As far as representation of women goes, Il Trovatore does better than most. In this case, Verdi wrote that he specifically wanted this to be “a two woman opera”, deliberately enhancing both roles musically and in terms of the plot. This does not necessarily save them from being poorly written, however. Il Trovatore is an emotion-fuelled opera; each of its characters are driven by a powerful desire: Azucena by vengeance, Leonora and Manrico by love and di Luna by jealousy. Azucena is less one-dimensional than the others in that her desire for revenge conflicts with her motherly love for Manrico, leading to a bitter-sweet conclusion to her story, but I still couldn’t call her character “good”. Meanwhile, every single one of Leonora’s lines relates to Manrico in some way; he is her only motivation throughout. She is also very passive for most of the opera, only driving the plot in the final act, meaning she has the potential to become a useless but noisy set piece. In this performance, however, she is played rather well. When di Luna tries to duel Manrico in the first act she attempts to physically restrain him rather than just crying at him (the usual method of resistance used by women in opera). In a later scene where Manrico rushes from her side, possibly to his death, the original libretto has Leonora faint from fear, but here she does not: it seems that the opera world is finally willing to admit that women do not pass out the minute you put them under stress. These are little touches but they do serve to present a stronger character for Leonora. It is unfortunate that the male characters do not get the same treatment; di Luna is detestable on top of being one-dimensional and Manrico has no real personality outside of caring for Azucena and Leonora, meaning neither of them really inspire pity or support in the same way the women do.

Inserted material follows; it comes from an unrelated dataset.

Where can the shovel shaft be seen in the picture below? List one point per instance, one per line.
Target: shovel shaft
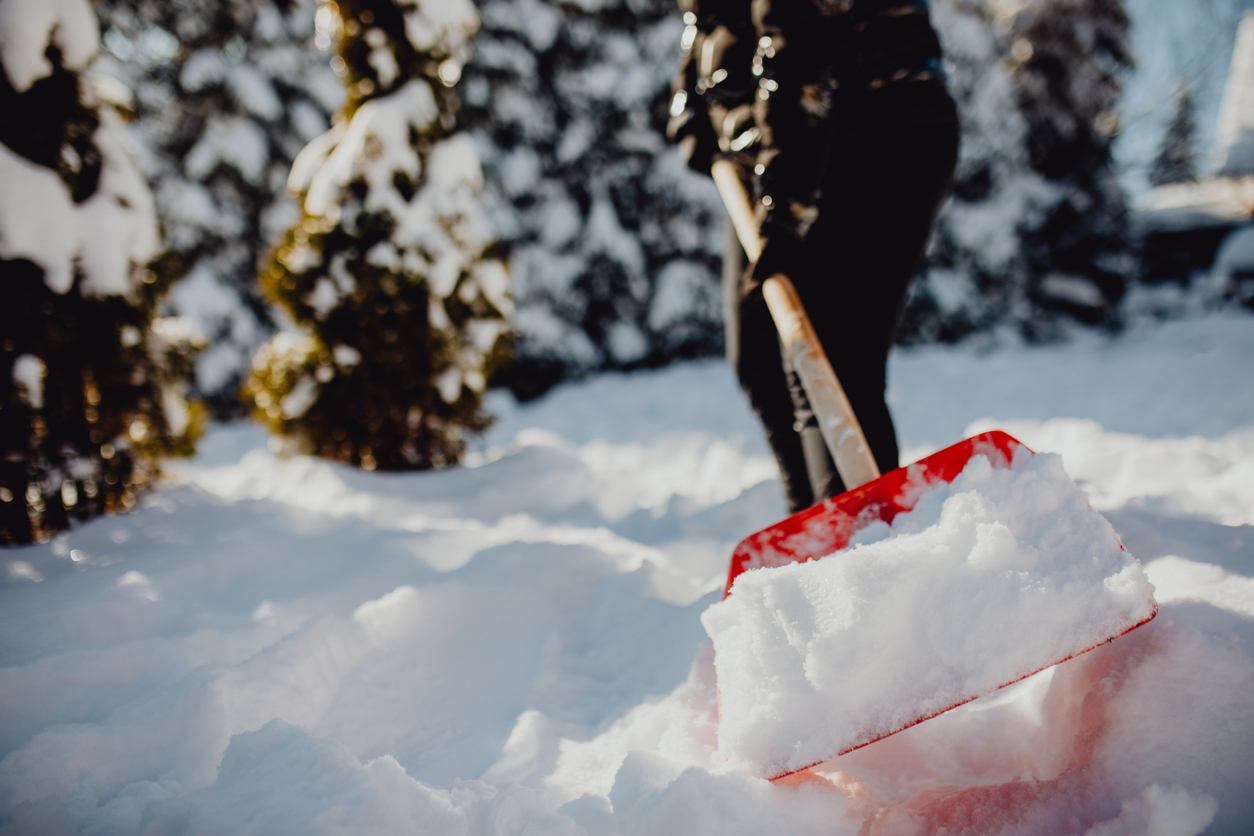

Despite this dearth of likable characters and a plot that often feels silly, I could not separate them from the music itself. Unlike almost every other opera I’ve seen, the music of Il Trovatore is what tells the story; even without the supertitles I could tell, every moment, what a character was trying to express. The beautiful but contrasting melodies from Leonora and Azucena and the strong, spine-tingling choruses from the male ensemble fit so well with the dark themes of the story and the emotional drive of the principle cast that I would rather watch poorly written characters do stupid things for two and a half hours than listen to the music performed without context. This especially applies to this production, which genuinely had me engaged and awed throughout.
If you are an established opera fan you are almost guaranteed to love this and if you’re new to opera then this is a great place to start. If you have any appreciation for music you will enjoy the performance and hopefully be left with the desire to see more opera in the future.
Il Trovatore is playing on the 24th, 27th and 30th of May at the Edinburgh Festival Theatre.